El Estrecho de Ormuz es una ruta marítima que permite el flujo diario de 20 millones de barriles de petróleo, equivalentes al 20% del suministro global. Su paralización efectiva mantuvo el crudo West Texas Intermediate (WTI) en 102.88 dólares por barril hasta el 29 de marzo, mientras que los contratos spot físicos superaron los 140 dólares.
La crisis logística se agravó el 2 de abril tras un mensaje a la nación del presidente Trump. El mandatario advirtió que golpearía a Irán “extremadamente duro” y confirmó operaciones militares por varias semanas. “El discurso fue un desastre”, sentenció John Kilduff, socio fundador de Again Capital, en entrevista con CNBC.
Ante la incertidumbre, el rendimiento de los bonos del Tesoro a 10 años cayó nueve puntos base hasta el 4.35% el 30 de marzo, empujando a los inversionistas hacia activos de refugio. “Los precios del petróleo subieron de nuevo esta mañana, pero los rendimientos de los bonos del Tesoro son menores a medida que los riesgos para el crecimiento económico comienzan a tener prioridad sobre los riesgos de inflación”, reportó Oxford Economics.

Wall Street ajusta pronósticos de contracción
Las proyecciones de una inminente caída financiera crecen entre los grandes jugadores del mercado y firmas consultoras:
- La plataforma Kalshi calculó en 28% la probabilidad de recesión en Estados Unidos para 2026.
- Goldman Sachs elevó su pronóstico de contracción a 12 meses a un 30% por el encarecimiento de los combustibles.
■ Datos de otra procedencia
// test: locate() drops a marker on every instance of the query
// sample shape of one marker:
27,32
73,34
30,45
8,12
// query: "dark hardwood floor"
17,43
- Gregory Daco, economista en jefe de EY-Parthenon, situó las probabilidades de recesión en un 40%.
La turbulencia ya golpea las bolsas de valores. Durante marzo, el S&P 500 cayó un 5% y el Nasdaq Composite perdió un 4.7%. A nivel internacional, el índice MSCI World reportó un retroceso del 6.3%, su peor mes desde 2022.
Reino Unido enfrenta una presión directa. La Oficina de Responsabilidad Presupuestaria proyectó que el pico energético podría sumar un punto porcentual completo a la inflación británica, acercándola al 3.5% para el tercer trimestre.
Mientras el Banco de Inglaterra mantiene su tasa de interés en 3.75% y se declara “vigilante”, el mercado de futuros de Estados Unidos proyecta un alza de tasas antes de fin de año. Esta fricción entre bajo crecimiento y alta inflación atrapó a los bancos centrales en lo que Goldman Sachs calificó como una “clásica restricción estanflacionaria”.